T’Maril moved slowly through the hard snow, and it crunched and squeaked under her boots. She stopped when she was standing next to her stepson at her late husband’s grave.

"Marla told me I could find you here," T’Maril said. "You’re a hard person to track. I got to your mother’s grave in Russia just hours after you had left." She pulled something from one of her pockets and handed it to him. "Your father made this recording for you, a few weeks before Irumodic Syndrome claimed him. At that point, no one believed any of his stories, but he was always so insistent that you were alive."

"Why did you wait until now to give it to me?" Dan asked.

"It had been misplaced," T’Maril explained. "I only rediscovered it a few weeks ago, and planned to give it to you the next time I saw you."

Dan placed the small holographic projector atop his father’s tombstone and pressed the activation control. A foot-tall hologram of his father, seated and elderly, appeared.

"Hello, Dan," the hologram said. "I’m sorry I can’t tell you this in person, but thanks to this damned disease, the doctors tell me I don’t have much time left, and you’re still nowhere to be found.

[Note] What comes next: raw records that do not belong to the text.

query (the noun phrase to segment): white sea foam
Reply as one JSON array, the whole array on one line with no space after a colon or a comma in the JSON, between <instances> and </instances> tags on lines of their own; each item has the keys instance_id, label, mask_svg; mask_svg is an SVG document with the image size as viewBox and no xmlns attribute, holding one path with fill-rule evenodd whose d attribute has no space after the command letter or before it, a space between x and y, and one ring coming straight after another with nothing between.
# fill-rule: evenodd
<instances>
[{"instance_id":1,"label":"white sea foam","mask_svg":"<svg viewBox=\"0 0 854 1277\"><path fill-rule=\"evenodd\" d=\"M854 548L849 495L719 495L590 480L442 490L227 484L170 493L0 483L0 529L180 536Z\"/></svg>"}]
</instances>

"I knew it was you. It had to be you. Who else could it be? All that time you spent in DTI training, telling me about the old Enterprise and the man from the future, Daniels. Then all of a sudden, there’s a new lieutenant commander on my ship I’ve never heard of who gets choked up when he sees me, and he calls himself Phillip Daniels? I may be losing my mind, but I’m not stupid, son. It had to be an older version of you, and if there’s an older version of you, that means somewhere — somewhen — you’re still alive. I may be coming up on my time, but at least I know you haven’t come up on yours yet. I love you, son. I always will."

The hologram blinked off, and Dan just stared at the blank projector.